How to use Twitter and Facebook in the classroom

Twitter and Facebook in the classroom How to use Twitter and Facebook in the classroomSocial media may have proven that it is not a fad, but people are still trying to shoehorn it into regular society in a whole manner of ways. Having social media in schools may become a new thing that sticks around (like ICT classes), or it may be another fad that simply dies off (like key life skills classes). Here are a few ways that you can integrate Twitter and Facebook into your classroom.

Twitter allows students to collaborate

Twitter is one of the more popular social media sites which means that students can use it to collaborate on subjects, even when they are not in the same room. Many students can work via an online circle and complete projects at home or in the classroom. The students could upload links to the files they saved on cloud; so that they may share the work they are doing or have done.

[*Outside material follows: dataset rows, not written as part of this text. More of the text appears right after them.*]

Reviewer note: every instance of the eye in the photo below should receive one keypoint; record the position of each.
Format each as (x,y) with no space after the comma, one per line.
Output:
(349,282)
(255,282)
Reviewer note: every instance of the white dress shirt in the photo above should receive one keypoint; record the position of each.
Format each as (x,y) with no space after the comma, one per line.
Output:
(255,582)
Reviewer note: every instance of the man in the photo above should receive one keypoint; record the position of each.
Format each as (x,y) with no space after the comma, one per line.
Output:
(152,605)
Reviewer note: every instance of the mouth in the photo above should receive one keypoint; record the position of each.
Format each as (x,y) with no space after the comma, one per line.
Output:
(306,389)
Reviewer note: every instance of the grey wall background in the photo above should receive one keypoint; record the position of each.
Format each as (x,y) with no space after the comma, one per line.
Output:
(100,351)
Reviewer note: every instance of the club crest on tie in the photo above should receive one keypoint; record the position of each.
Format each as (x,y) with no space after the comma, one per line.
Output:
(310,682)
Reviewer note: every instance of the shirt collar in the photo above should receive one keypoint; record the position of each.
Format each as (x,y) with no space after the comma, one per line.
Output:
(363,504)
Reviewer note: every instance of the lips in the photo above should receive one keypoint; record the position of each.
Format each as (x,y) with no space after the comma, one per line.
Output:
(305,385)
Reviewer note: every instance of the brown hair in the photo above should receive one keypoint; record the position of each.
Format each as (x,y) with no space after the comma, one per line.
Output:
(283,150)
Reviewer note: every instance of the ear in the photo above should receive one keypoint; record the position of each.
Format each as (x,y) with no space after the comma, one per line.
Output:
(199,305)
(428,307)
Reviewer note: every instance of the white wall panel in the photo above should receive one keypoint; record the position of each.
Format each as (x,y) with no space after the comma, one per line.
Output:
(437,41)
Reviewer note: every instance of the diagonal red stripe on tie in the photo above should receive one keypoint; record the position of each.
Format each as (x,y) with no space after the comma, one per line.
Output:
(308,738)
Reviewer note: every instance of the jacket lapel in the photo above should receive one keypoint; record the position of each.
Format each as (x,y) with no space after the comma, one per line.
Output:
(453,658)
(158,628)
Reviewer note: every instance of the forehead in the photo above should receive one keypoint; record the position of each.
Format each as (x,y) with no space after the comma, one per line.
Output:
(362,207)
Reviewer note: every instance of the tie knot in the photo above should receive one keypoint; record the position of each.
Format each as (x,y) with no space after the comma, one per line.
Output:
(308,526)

Facebook can be used for classroom collaboration

Twitter may be the one for remote collaboration, but Facebook could be used to collaborate in class. IT classes make it difficult to work in groups because you can only have  a limited number of the computers around, but groups of students can message each other on Facebook whilst in class. They can also upload screen prints to show each other how they are doing.

Students can try ideas and receive feedback

A student can try an idea or present a thought and gain a bit of feedback from teachers and other students. Students can work independently but at the same time have access to a support structure that will help them if they run into trouble.

Teachers can remind students about deadlines

A teacher can send Tweets to students about different deadlines for coursework, or the dates of exams that they need to revise for.

A teacher can easily monitor online chats

The good thing about Twitter as oppose to the more popular Facebook is the fact that it is easier for a teacher to monitor what the students are saying to each other. It is easier for the teacher to see if the children are collaborating or cheating. It is also easier to see if they are completely missing the point.

Facebook can be used to show off examples

A teacher can upload examples of good essays that were written by students in other schools. He or she can also upload good points and reference material. If a student needs help with his or her essays or assignments, then he can log onto Facebook and check his teachers Facebook wall or timeline.

Social media can offer a swift response time

Twitter and Facebook can be used by students to send out messages to teachers, asking for help on specific subjects. Even if the teacher is not present online, there is a chance that another student will help solving the problem.

Facebook can offer a newsreel

Every few days a teacher may upload a post on Facebook which will give the students the most recent news updates. It can include things such as which teachers will be absent and their replacements. It can give information on school news and on any school events such as sports teams playing or a school dramatic production. It can also give the dates when the school will be closed, opening late or closing early.

Twitter can give update reminders

Students will often forget to tell their parents about things that happen in school. For example they may be told what day the school will be closed next week, and they may read it on Facebook, but still not tell their parents. A tweet can remind them to tell their teachers.

Teachers can share multimedia through Facebook

Short videos that have a lot of educational value may be uploaded onto Facebook so that all the students are able to see it and learn from it. It is similar to showing videos in class, except that a teacher will not have to pull out all the audio visual equipment just to show a quick clip. Teachers could also direct students to articles, podcasts and videos on other sites that may be of educational value.